Alcuni studenti mi hanno chiesto perché in questi ultimi tempi, si verificano fatti delinquenziali compiuti da adolescenti e giovani adulti, non piu’ e non solo di bassa estrazione sociale, ma provenienti da famiglie borghesi e benestanti.

Prima di rispondere, ho pensato ad un’altra dimensione, differente nello spazio perche’ limitato e nel tempo perche’ in eccesso.

Ho pensato al carcere.

A ben guardare persino qui dentro ogni cosa non e’ piu’ al suo posto, “ le gabbie di partenza “ non sono piu’ le stesse, e se osservo con attenzione, mi accorgo non solo che gli extracomunitari sono dappertutto, che i tossicodipendenti abbondano, che i giovani non sono piu’ quelli di una volta.

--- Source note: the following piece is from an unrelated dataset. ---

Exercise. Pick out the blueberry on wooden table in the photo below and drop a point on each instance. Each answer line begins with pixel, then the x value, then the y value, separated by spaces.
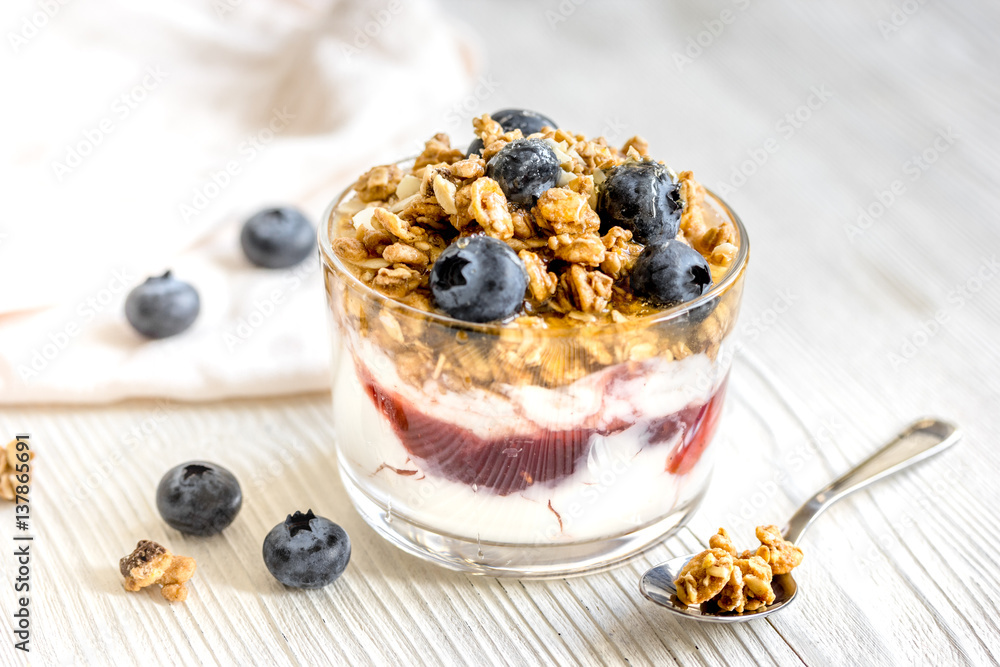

Quelli che per una precisa scelta di vita decidevano di imboccare il vicolo cieco, consapevoli del rischio di andare a sbattere la testa.

Mi accorgo anche che ci sono i malavitosi con tanto di patente a punti, e con stupore mi rendo conto che sono una minoranza in via di estinzione.

Allora agli occhi balzano due considerazioni: che il problema sicurezza e’ legato al crimine di piccolo cabotaggio e che i ragazzi che sopravvivono nelle patrie galere somigliano piu’ ad un groviglio di vite disastrate per dipendenze di ogni genere, non ultima quella di esorcizzare la vita.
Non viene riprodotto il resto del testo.